The polling ahead of the GOP's primary election in Nevada has been rather hush-hush since December, but a new CNN poll was finally released this week. This new Nevada GOP poll has confirmed what many in the political world on both sides of the aisle have feared: Candidate Donald Trump continues his meteoric ascension to the top spot. As Nevada boasts largest range in demographics among the early state primaries, Trump's lead there could signal a stronger hold over the country than many originally thought possible for the businessman-turned-politician.
Trump has a 26-point lead over second-place candidate Marco Rubio. Sen. Ted Cruz, whom many believe has the only clear shot of bringing down Trump, trails behind Rubio, with 17 percent of the predicted vote. This snapshot (only the third done for the GOP in the Silver State) bolsters Trump, who currently holds 17 delegates compared to Cruz's 11.

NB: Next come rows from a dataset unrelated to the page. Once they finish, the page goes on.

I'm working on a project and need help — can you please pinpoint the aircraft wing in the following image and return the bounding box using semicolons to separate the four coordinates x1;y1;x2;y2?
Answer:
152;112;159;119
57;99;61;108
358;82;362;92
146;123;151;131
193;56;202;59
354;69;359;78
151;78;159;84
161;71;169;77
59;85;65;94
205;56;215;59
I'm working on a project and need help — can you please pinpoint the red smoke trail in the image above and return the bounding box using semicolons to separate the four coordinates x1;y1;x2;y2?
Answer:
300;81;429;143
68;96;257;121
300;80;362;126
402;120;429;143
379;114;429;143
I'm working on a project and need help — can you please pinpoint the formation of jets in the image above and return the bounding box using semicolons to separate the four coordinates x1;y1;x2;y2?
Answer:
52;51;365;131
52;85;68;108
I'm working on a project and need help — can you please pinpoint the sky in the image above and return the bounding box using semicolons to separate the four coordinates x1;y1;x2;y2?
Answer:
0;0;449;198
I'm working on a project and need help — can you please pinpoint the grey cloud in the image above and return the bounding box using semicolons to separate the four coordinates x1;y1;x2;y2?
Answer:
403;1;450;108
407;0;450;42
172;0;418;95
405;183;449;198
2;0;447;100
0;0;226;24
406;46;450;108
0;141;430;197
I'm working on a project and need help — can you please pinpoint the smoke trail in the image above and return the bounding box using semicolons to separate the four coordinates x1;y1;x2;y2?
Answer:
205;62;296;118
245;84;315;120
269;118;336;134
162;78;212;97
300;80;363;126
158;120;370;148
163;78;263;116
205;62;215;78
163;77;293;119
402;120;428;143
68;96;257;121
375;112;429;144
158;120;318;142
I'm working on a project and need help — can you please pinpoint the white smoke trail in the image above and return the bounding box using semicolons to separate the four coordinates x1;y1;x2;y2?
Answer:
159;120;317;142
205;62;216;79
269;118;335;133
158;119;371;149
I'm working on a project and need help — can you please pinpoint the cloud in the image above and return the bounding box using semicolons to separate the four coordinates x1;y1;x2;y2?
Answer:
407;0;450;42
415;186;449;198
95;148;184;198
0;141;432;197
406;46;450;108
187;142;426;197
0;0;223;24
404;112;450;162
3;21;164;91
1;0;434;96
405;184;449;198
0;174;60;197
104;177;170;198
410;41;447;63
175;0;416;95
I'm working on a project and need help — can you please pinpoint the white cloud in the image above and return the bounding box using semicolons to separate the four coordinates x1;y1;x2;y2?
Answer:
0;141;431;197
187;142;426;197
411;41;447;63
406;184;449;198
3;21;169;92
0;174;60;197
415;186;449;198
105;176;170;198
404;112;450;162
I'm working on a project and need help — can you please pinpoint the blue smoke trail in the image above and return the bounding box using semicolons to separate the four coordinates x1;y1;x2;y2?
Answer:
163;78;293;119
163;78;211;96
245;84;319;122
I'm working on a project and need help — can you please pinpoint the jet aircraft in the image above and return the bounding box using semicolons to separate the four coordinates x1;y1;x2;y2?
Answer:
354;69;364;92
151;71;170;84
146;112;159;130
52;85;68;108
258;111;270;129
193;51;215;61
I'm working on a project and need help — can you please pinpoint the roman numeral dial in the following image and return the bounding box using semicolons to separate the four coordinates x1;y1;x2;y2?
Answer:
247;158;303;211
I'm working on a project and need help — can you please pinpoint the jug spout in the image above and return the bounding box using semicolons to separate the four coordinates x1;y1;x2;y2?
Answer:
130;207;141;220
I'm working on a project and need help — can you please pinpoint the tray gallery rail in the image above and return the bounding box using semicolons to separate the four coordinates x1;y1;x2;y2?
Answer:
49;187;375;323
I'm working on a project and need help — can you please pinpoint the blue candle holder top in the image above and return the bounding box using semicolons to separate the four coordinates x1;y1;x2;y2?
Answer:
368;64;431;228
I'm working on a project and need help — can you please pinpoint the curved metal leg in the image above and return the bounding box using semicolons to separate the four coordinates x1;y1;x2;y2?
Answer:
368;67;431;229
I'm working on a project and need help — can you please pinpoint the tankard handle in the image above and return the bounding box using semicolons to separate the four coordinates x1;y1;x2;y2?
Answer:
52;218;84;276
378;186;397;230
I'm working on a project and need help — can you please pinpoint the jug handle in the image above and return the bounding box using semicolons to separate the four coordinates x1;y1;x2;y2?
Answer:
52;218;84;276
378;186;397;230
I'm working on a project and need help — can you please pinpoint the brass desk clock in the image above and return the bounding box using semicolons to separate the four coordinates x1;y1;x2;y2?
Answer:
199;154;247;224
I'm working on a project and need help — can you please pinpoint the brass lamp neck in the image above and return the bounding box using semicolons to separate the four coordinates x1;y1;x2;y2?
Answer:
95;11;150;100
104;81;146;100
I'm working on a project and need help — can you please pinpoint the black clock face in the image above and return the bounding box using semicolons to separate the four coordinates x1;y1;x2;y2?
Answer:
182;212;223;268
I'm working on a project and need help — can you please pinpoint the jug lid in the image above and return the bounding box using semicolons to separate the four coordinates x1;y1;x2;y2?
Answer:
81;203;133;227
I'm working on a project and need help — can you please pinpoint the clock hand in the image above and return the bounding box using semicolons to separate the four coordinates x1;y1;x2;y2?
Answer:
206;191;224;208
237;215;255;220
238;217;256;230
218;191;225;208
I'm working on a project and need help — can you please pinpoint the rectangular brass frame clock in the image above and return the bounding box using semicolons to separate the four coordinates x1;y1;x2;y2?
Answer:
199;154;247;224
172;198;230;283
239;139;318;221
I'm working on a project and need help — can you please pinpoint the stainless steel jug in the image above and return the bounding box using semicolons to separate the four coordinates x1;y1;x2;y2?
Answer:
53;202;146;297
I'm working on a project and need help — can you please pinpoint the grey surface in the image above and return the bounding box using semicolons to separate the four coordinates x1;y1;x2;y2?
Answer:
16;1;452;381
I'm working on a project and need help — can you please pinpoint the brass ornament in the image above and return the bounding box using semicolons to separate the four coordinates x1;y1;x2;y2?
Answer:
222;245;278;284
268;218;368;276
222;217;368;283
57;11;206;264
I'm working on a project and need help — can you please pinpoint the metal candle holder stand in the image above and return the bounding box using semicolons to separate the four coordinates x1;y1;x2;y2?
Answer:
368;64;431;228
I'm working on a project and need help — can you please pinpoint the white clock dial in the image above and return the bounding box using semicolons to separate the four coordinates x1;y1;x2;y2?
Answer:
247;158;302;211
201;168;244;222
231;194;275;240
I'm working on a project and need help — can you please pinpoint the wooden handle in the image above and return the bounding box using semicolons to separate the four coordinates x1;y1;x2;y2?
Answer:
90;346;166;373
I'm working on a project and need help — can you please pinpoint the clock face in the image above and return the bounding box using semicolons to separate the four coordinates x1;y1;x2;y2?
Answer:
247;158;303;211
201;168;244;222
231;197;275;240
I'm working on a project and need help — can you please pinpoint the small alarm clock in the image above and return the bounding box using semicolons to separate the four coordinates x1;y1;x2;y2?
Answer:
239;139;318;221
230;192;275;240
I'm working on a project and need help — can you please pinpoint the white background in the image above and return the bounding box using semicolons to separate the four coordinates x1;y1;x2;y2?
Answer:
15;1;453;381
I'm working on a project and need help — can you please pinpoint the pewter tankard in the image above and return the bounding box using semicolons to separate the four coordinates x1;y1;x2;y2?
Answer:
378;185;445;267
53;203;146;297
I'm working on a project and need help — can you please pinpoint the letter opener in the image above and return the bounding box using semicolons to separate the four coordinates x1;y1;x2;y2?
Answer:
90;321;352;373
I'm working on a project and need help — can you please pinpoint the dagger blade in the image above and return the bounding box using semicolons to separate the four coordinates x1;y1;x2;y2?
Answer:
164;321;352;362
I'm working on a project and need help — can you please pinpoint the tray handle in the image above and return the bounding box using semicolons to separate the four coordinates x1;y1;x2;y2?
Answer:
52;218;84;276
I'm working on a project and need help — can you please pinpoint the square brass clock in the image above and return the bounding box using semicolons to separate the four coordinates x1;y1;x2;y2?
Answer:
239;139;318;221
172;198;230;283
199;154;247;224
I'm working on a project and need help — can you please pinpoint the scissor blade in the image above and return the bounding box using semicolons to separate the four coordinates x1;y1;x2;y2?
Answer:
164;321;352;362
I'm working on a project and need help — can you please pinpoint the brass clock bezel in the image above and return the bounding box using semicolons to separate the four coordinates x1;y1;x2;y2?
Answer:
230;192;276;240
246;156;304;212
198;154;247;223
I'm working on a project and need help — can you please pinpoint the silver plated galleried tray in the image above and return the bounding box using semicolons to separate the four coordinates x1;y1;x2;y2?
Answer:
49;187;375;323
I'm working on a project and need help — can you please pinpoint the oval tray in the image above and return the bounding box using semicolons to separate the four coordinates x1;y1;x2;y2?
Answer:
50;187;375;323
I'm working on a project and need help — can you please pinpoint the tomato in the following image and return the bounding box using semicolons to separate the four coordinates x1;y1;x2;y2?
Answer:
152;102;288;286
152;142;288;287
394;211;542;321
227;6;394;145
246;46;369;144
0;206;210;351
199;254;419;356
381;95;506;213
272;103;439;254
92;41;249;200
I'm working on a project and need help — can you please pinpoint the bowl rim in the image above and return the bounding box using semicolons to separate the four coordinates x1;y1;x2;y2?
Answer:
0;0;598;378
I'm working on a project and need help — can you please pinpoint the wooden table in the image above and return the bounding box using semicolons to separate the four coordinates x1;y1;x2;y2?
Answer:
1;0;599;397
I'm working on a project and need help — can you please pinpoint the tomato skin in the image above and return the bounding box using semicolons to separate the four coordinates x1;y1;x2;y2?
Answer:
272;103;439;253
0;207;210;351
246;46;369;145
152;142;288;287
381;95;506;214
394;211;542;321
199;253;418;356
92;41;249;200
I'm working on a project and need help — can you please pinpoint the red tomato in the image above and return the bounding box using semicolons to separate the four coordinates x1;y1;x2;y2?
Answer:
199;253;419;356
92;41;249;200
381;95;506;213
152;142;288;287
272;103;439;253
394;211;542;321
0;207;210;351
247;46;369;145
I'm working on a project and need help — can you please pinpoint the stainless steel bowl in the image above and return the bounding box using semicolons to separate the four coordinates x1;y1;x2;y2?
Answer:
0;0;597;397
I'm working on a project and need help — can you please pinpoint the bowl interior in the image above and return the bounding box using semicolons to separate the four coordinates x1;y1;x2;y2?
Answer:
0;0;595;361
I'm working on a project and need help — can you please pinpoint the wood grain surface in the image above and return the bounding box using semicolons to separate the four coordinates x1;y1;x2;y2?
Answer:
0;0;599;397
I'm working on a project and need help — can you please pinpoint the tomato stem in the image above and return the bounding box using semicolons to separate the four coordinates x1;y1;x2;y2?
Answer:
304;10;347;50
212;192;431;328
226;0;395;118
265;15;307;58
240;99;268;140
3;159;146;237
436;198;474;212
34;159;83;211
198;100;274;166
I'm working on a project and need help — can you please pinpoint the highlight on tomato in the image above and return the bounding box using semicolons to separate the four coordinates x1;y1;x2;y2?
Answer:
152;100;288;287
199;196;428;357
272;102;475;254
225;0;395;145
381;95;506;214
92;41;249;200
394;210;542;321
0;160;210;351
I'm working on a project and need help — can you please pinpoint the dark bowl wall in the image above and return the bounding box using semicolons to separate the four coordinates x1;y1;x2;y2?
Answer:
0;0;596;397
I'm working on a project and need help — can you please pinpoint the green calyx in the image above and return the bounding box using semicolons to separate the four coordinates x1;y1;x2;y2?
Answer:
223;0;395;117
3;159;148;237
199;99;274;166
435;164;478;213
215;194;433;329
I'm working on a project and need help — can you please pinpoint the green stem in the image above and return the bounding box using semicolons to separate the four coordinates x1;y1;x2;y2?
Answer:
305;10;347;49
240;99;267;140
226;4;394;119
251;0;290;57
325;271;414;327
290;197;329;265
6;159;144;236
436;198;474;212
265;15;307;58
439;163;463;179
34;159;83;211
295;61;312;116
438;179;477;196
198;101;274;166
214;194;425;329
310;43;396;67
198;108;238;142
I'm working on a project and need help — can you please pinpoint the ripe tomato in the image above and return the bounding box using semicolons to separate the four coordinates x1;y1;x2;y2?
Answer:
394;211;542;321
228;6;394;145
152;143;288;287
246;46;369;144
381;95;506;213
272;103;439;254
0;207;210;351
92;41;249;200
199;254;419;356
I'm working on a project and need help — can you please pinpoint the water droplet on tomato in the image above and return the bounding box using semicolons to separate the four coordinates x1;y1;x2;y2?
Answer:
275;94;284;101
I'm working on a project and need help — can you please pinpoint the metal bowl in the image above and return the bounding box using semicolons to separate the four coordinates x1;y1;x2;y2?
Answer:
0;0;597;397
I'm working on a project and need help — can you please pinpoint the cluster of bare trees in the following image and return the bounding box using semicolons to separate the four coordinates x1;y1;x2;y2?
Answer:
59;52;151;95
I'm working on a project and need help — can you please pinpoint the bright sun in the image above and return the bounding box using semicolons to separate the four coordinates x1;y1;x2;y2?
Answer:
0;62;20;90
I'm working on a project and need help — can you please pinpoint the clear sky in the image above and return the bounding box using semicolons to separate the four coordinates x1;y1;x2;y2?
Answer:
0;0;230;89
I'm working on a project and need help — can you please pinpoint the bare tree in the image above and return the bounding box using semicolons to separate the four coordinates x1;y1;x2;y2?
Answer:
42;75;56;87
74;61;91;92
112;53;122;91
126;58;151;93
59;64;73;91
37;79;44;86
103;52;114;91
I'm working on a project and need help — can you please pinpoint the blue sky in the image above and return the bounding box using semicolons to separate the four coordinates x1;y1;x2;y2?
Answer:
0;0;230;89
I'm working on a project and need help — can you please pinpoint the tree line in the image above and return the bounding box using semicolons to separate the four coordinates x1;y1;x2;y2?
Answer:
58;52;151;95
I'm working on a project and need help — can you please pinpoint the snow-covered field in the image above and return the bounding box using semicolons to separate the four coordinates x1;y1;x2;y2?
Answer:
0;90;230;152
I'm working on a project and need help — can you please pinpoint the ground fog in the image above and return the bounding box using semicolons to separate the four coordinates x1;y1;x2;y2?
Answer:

Despite the candidates paying less attention to Nevada, the state nevertheless holds an important position in the primary elections. Though they have dubbed themselves "the first in the West," they are relevant for another reason: This is the first primary drawn mainly from an urban population, as nearly three-quarters of the state's population lives in Las Vegas. And because Nevada is home to more than two million inhabitants (compare this with another early state, South Carolina, which has an urban population of 900,000), it will paint a clearer picture of how similar states, and the rest of the country, will vote.
The poll's follow-up questions indicate what voters believe is the source of Trump's strength, and show how they most firmly agree with him. Over 50 percent of all voters thought Trump would be the mostly likely candidate to win the Republican nomination, "change Washington," best fight ISIS, and curb immigration. All of these issues have been staples in the Trump campaign, and have caused the other GOP candidates to scramble to find a way to outdo him in these areas, which he seems to have completely sequestered for himself.
Interestingly enough, a large group of Nevada's electorate are just the type of people Trump has been looking to keep out of the voting process: those who are foreign-born. Roughly one in five Nevadans were born outside of the United States. If Trump carries the state despite this, it could say very strange, significant things about his unyielding stance on immigration.
The rest of the GOP will therefore have to keep a focused look toward the Silver State. If the polls are correct, Trump's potential victory in Nevada could mean big things for the rest of the primary season.